The Drupal Core security release SA-CORE-2021-003 on May 26th, 2021 was delayed by a combination of infrastructure issues, causing the release to be delayed to outside the planned release window. This post-mortem blog explains the circumstances, and how the Drupal security team and Drupal Association are collaborating to improve the situation for the next release.
On 2021-05-25, the Drupal Security team published a PSA about an off-cycle release for Drupal Core. Typically, the Drupal security team will publish PSA’s about releases under a few conditions:
- If the release is off-cycle (core security releases are on the 3rd Wednesday of the month
- If the release is highly critical, the security team will issue a PSA before the normal window.
For SA-CORE-2021-003 the release was off-cycle because it related to a 3rd party library, and so a PSA was issued.
At 1:30 eastern on 2021-05-26 the release process started. This normally takes 20-45min. The PSA had triggered a large amount of “bot” like traffic to our GitLab infrastructure.
Because of the nature of this particular commit as a change to the integration points of a 3rd party dependency, the diff was exceptionally large.
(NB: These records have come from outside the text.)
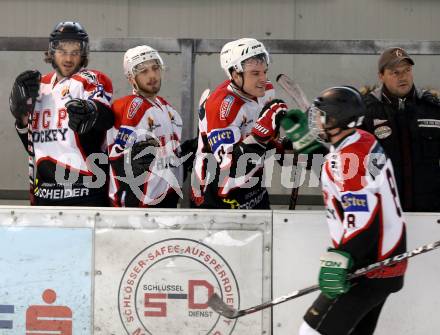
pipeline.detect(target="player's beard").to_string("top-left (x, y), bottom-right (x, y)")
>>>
top-left (137, 79), bottom-right (162, 97)
top-left (55, 60), bottom-right (81, 77)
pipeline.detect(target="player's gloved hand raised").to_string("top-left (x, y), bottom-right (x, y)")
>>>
top-left (9, 70), bottom-right (41, 125)
top-left (66, 99), bottom-right (99, 134)
top-left (319, 248), bottom-right (353, 299)
top-left (281, 109), bottom-right (321, 154)
top-left (252, 99), bottom-right (287, 143)
top-left (126, 137), bottom-right (159, 177)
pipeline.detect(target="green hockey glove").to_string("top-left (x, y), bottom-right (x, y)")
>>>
top-left (319, 249), bottom-right (353, 299)
top-left (281, 109), bottom-right (321, 154)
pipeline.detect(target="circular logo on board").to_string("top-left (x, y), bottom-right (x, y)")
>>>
top-left (374, 126), bottom-right (393, 140)
top-left (118, 238), bottom-right (240, 335)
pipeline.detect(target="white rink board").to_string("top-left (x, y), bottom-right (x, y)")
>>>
top-left (272, 211), bottom-right (440, 335)
top-left (94, 210), bottom-right (271, 335)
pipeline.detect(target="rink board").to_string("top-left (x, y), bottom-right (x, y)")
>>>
top-left (0, 207), bottom-right (440, 335)
top-left (94, 211), bottom-right (271, 335)
top-left (0, 213), bottom-right (93, 335)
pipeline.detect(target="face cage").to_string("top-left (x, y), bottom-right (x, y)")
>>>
top-left (49, 39), bottom-right (89, 57)
top-left (130, 59), bottom-right (164, 78)
top-left (308, 106), bottom-right (329, 146)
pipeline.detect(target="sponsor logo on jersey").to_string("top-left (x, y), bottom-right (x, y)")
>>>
top-left (79, 71), bottom-right (98, 85)
top-left (240, 115), bottom-right (254, 128)
top-left (32, 128), bottom-right (68, 143)
top-left (61, 86), bottom-right (70, 98)
top-left (374, 126), bottom-right (393, 140)
top-left (417, 119), bottom-right (440, 128)
top-left (127, 97), bottom-right (142, 119)
top-left (147, 116), bottom-right (160, 131)
top-left (168, 111), bottom-right (182, 127)
top-left (341, 193), bottom-right (369, 212)
top-left (220, 95), bottom-right (235, 120)
top-left (208, 129), bottom-right (235, 152)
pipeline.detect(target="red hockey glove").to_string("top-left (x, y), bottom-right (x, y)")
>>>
top-left (252, 99), bottom-right (287, 143)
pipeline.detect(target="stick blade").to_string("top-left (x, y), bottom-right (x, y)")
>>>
top-left (208, 293), bottom-right (241, 319)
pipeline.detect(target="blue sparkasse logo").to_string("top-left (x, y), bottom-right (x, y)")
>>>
top-left (341, 193), bottom-right (368, 212)
top-left (208, 128), bottom-right (235, 152)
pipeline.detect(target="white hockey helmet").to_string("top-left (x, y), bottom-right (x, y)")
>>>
top-left (124, 45), bottom-right (163, 78)
top-left (220, 38), bottom-right (270, 79)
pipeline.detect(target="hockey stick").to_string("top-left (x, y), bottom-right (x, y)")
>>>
top-left (276, 73), bottom-right (310, 210)
top-left (208, 241), bottom-right (440, 319)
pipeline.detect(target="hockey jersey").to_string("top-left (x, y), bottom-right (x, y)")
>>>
top-left (321, 130), bottom-right (406, 277)
top-left (108, 95), bottom-right (183, 207)
top-left (192, 80), bottom-right (275, 208)
top-left (19, 69), bottom-right (113, 205)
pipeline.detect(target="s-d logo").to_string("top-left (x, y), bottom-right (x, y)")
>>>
top-left (118, 238), bottom-right (240, 335)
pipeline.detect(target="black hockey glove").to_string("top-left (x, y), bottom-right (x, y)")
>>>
top-left (66, 99), bottom-right (99, 135)
top-left (127, 137), bottom-right (159, 177)
top-left (9, 70), bottom-right (41, 125)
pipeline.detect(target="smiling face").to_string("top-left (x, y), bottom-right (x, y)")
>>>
top-left (232, 58), bottom-right (268, 98)
top-left (53, 41), bottom-right (82, 79)
top-left (130, 60), bottom-right (162, 98)
top-left (379, 60), bottom-right (414, 97)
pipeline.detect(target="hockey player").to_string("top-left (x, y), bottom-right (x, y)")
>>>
top-left (192, 38), bottom-right (287, 209)
top-left (9, 22), bottom-right (114, 206)
top-left (109, 45), bottom-right (182, 208)
top-left (299, 87), bottom-right (407, 335)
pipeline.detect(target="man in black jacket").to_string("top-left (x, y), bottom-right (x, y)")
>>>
top-left (363, 47), bottom-right (440, 212)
As a result, each request to commit pages in the Drupal GitLab instance was significantly more resource-intensive than average.
The load on the GitLab infrastructure caused the systems that create the packages and update subtree splits to become unstable.
- A PSA was sent in advance of the release because it was happening outside the normal core cycle.
- This PSA resulted in large amounts of traffic to Drupal.org and to our GitLab installation, and in particular, a large number of people and scripts looking at the commit history for new commits – even before the release was published.
- Because of the nature of this particular commit, the diff was exceptionally large, and each request to commit pages triggered a heavy syntax highlighting operation.
- Once the commit was pushed to git, even before the packaged release was available, requests from CI systems and Composer increased dramatically.
- These combined factors resulted in the release packaging process itself being blocked on 500 errors, unable to populate a key db table in the middle of the pipeline process.
- We mitigated this by blocking the most aggressive automated traffic that was repeatedly attempting to gather commit information.
- This allowed us to complete the packaging process, and get the packaged release out.
- In the meantime, the load on the GitLab instance itself remained high, resulting in slowdowns and 500 errors for several hours, as it gradually cleared.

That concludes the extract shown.